Final Answer: The aardvark has seventeen poorly defined subspecies listed, including Orycteropus afer afer, O. a. adametzi, O. a. aethiopicus, O. a. angolensis, O. a. erikssoni, O. a. faradjius, O. a. haussanus, O. a. kordofanicus, O. a. lademanni, O. a. leptodon, O. a. matschiei, O. a. observandus, O. a. ruvanensis, O. a. senegalensis, O. a. somalicus, O. a. wardi, and O. a. wertheri.
------------------------------
2025-10-17 11:36:51 - WARNING  - nat.builder.intermediate_step_manager:94 - Step id 327b094d-f883-47ab-837e-eca0a91ca557 not found in outstanding start steps
2025-10-17 11:36:51 - INFO     - nat.front_ends.console.console_front_end_plugin:102 - --------------------------------------------------
Workflow Result:
['The aardvark has seventeen poorly defined subspecies listed, including Orycteropus afer afer, O. a. adametzi, O. a. aethiopicus, O. a. angolensis, O. a. erikssoni, O. a. faradjius, O. a. haussanus, O. a. kordofanicus, O. a. lademanni, O. a. leptodon, O. a. matschiei, O. a. observandus, O. a. ruvanensis, O. a. senegalensis, O. a. somalicus, O. a. wardi, and O. a. wertheri.']
--------------------------------------------------

There are two key differences in the workflow execution:

  1. The generated description correctly reflected the contents of the collection.

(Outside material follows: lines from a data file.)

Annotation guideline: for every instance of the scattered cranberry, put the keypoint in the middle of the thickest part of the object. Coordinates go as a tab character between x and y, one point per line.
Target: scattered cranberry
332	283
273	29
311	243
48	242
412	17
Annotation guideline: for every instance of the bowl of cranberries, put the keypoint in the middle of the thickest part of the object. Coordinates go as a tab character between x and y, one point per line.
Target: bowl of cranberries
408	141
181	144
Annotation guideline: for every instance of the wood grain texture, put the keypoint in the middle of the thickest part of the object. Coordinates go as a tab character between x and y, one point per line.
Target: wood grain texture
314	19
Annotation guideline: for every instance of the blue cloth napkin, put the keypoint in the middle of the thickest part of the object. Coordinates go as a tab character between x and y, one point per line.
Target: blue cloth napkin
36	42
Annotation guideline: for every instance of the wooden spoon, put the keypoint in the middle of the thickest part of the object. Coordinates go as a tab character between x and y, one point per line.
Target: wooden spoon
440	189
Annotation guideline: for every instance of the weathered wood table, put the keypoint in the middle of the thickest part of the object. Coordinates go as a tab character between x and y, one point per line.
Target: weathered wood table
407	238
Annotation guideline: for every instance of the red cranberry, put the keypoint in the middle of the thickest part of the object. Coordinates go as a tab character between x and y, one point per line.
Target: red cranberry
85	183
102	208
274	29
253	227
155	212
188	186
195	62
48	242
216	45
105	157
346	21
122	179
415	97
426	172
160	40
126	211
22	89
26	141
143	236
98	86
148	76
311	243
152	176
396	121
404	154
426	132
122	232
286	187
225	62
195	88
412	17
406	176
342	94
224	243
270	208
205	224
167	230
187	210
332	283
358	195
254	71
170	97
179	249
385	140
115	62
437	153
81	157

    Generated the dynamic description: Ask questions about the following collection of text: This collection appears to be a comprehensive repository of information on the aardvark, storing a wide range of data types including text, images, and taxonomic classifications, with the primary purpose of providing a detailed and authoritative reference on the biology, behavior, and conservation of the aardvark species.

  2. We see that the agent called the retrieve_tool.

This example demonstrates how the automated description generation tool can be used to automatically generate descriptions for collections within a vector database. While this is a toy example, this can be quite helpful when descriptions are vague, or you have too many collections to describe!